Gearbox lube oil samples are autonomously collected while the turbine is in full operating mode and are tracked and protected with end-to-end chain-of-custody providing a data log from ‘edge-to-lab-to-cloud’. LogiLube’s SmartLab smartphone app ensures the physical oil sample is matched with raw wind turbine operational data that is uncorrupted, thereby lowering the risk of human error and providing unparalleled data integrity. SmartGear has the ability to monitor fluid samples for particles (ferrous and non-ferrous) of as small as 4 microns, which is approximately one-tenth that of conventional wind industry oil monitoring solutions today. Twenty times smaller than the diameter of a human hair, detection of 4-micron particles gives wind turbine operators the ability to monitor wear particle behavior in real time. Coupling the real-time capability of SmartGear with the physical oil sample analysis of SmartLab will provide the corroborating evidence to support a data-driven O&M response.
“Having access to the data provided by this technology will significantly increase availability. The method of measuring continuously key oil condition parameters and verifying them through oil samples is unique in the industry” says Edwin Hidding, Head of Digital Gearbox at Winergy. The autonomously filled sample bottle containing gear lube oil is representative of in-service oil harvested while the gearbox is in operation. Water contamination, metal wear particles, dirt, debris and oil additives are therefore homogeneously mixed within the physical oil sample. Throughout the 12-month CRADA, NREL researchers will climb the tower of the GE 1.5 MW wind turbine to collect the used oil sample bottles every two weeks. The resulting oil analysis reports will be coupled with 100 million data points of real-time gearbox operational and oil quality data reported by the SmartOil™ system every 30 seconds and accessible via a secure web dashboard.

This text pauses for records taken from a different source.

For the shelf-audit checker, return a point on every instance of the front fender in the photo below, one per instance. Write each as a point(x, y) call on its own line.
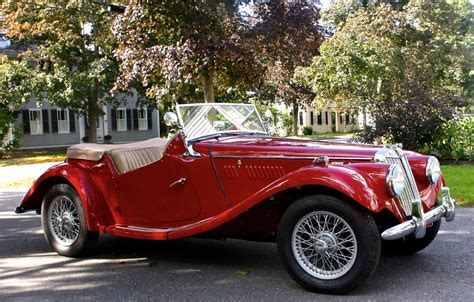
point(79, 178)
point(363, 183)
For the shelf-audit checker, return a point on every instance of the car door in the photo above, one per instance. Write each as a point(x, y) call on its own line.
point(158, 194)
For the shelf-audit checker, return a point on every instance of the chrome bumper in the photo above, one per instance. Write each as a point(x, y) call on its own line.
point(417, 224)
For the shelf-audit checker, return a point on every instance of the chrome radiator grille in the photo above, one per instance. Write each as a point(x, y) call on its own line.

Additionally, LogiLube will be using their SmartData platform and remote app servers to analyze the real-time data from the NREL test. The calibration and preliminary testing on the Winergy gearbox appear to indicate that the operational intelligence developed by the SmartGear platform is capable of providing actionable insight to make informed predictive maintenance decisions. Dynamic changes of wear particles (4μm, 6μm, 14μm, and 21μm) have been observed in real-time as the gearbox is subjected to increased loads and RPM. The SmartOil platform not only plots the particle counts on the web-dashboard but reports out an ISO 4406 cleanliness code for the operator to reference in real-time. Should the particle count, absolute value, as well as rate of change, exceed a pre-set threshold, an SMS text message, and email is automatically generated and sent to appropriate personnel for further action. A proprietary algorithm that discerns air bubbles (foam, aeration) from ferrous wear particles is edge-processed by the on-board microprocessor to minimize false alarms.
“Asset owners, gearbox manufacturers and wind turbine OEMs have already provided us feedback that the use of fleet-wide operations and performance data to spot condition-based changes which signify potential component failures is a key element to their successful operations,” says Bill Gillette, LogiLube founder and CEO. He continued by indicating that, “SmartGear is the singular solution which can provide all of the industry stakeholders, from OEMs to insurance carriers, with visibility and certainty to the performance data that is critical for predictive maintenance of wind turbine gearboxes. The U.S. wind fleet is available 94% of the time. Every 1% increase in availability is equivalent to an extra 2.4 TWh of generation.” The cyber-security features will also be validated through the use of the company’s one-way air gap unidirectional gateway technology as an integral part of the SmartGear ecosystem. This SmartSecurity feature safeguards monitored assets and sensitive corporate data to guarantee that both are protected against typical IoT vulnerabilities and hacking.
LogiLube and Winergy will present results of the project at the upcoming American Wind Energy Association Windpower Conference in May, 2018.